Reaction mixture contained 100 μM purified MccAEco-CMP or MccABam-CMP peptidyl-cytidylates, ∼0.5 mM cxSAM, and 2 μM MccBCTD in 20 mM Tris-HCl pH 8.0, 150 mM NaCl, 5 mM DTT. Reaction was carried out for 6 h at 32 °C then quenched with 0.1% TFA, and centrifuged to remove protein precipitate. Compounds were purified the same way as peptidyl-nucleotides. Fractions containing carboxymethylated peptide-cytidylates were dried in a rotary evaporator and redissolved in water.

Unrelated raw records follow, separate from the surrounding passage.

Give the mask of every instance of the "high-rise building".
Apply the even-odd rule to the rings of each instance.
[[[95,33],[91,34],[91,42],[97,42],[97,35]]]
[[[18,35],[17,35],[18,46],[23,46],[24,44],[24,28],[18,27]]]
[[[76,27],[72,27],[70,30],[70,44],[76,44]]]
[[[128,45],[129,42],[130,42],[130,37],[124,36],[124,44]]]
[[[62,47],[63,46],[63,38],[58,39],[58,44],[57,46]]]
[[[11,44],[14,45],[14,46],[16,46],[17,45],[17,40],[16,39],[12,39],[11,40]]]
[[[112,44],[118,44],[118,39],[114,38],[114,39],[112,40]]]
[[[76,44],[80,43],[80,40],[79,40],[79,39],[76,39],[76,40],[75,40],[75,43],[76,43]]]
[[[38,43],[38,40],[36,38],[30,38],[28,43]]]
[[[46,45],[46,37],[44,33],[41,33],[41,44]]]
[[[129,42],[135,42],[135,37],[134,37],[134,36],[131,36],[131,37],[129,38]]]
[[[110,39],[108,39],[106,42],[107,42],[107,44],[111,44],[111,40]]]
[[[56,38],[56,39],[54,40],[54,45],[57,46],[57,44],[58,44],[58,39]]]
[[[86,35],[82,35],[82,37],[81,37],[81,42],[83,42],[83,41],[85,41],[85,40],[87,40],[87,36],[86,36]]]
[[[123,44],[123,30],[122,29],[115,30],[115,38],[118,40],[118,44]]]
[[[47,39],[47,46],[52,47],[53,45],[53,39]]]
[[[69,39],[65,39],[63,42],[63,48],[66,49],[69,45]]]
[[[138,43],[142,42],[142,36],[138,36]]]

MALDI MS and MS/MS Analysis

1-μL aliquot of in vitro reaction mixture or ∼0.2 μL of cells were diluted in 10 μL of 0.5% TFA. One μL of the diluted sample was mixed with 0.5 μL of 2,5-dihydroxybenzoic acid solution (20 mg/mL in 30% acetonitrile, 0.5% TFA) and left to dry on the stainless steel target plate at room temperature. MALDI-TOF MS analysis was performed on UltrafleXetreme MALDI-TOF/TOF mass spectrometer (Bruker Daltonik, Germany) equipped with Nd laser. The MH+ molecular ions were measured in reflector mode; the accuracy of monoisotopic mass peak measurement was within 30 ppm. Spectra were acquired by averaging of a minimum 1000 laser shots from “sweet spots” of matrix crystals. Spectra of fragmentation were obtained in LIFT mode, the accuracy of daughter ions measurement was within 1 Da range. Mass-spectra were processed with the use of FlexAnalysis 3.2 software (Bruker Daltonik, Germany) and analyzed manually.

In Vivo Sensitivity Test

Wild type E. coli B strain and its isogenic deletion mutants ΔyejB and ΔsbmA transformed with vector plasmid pBAD-His were used as tester strains. For protein target and immunity mechanism verification tests, E. coli B strain transformed with expression plasmids pBAD-AspRS, pBAD-ProRS, pBAD-MccF, and pBAD-MccE were used. Cells were grown in LB medium supplemented with 100 μg/mL ampicillin and 10 mM arabinose. The overnight culture was diluted 1000-fold with soft agar containing M9 medium supplemented with 1% glycerol, 0.01% yeast extract, 10 mM arabinose and 100 μg/mL ampicillin. 5-μL drops of 20 μM peptide–nucleotides solutions were deposited on the surface of the solidified agar and allowed to dry. Kanamycin (1 mg/mL) was used as a control growth inhibitor. Plates were incubated for 16 h at 30 °C to form a lawn.

tRNA Aminoacylation

E. coli BW25113 ΔrimI ΔrimJ ΔrimL were grown in 50 mL of LB medium at 37 °C until OD600 reached 0.8. Cells were collected by centrifugation, washed with 20 mM Tris-HCl, pH 8.0, 10 mM MgCl2, 100 mM KCl, resuspended in 1 mL of the same buffer supplemented with 1 mM DTT, and disrupted by sonication. The S30 cell lysate was prepared as described earlier.[11] To process the peptide part, 25 μM peptidyl-nucleotides were preincubated with S30 cell lysate (3 mg/mL final protein concentration) for 2 h at 25 °C. Sixteen μL of the aminoacylation mixture (30 mM Tris-HCl, pH8.0, 30 mM KCl, 8 mM MgCl2, 1 mM DTT, 3 mM ATP, 5 mg/mL bulk E. coli tRNA, 23 μM 14C-Asp) were combined with 4 μL of processed peptidyl-nucleotide samples and incubated for 5 min at 25 °C. The reaction mixture was dried on Whatman 3MM paper filters. After washing with ice-cold 10% trichloroacetic acid, filters were washed with acetone and dried. The incorporation of radioactivity into insoluble fraction was determined in a scintillation counter.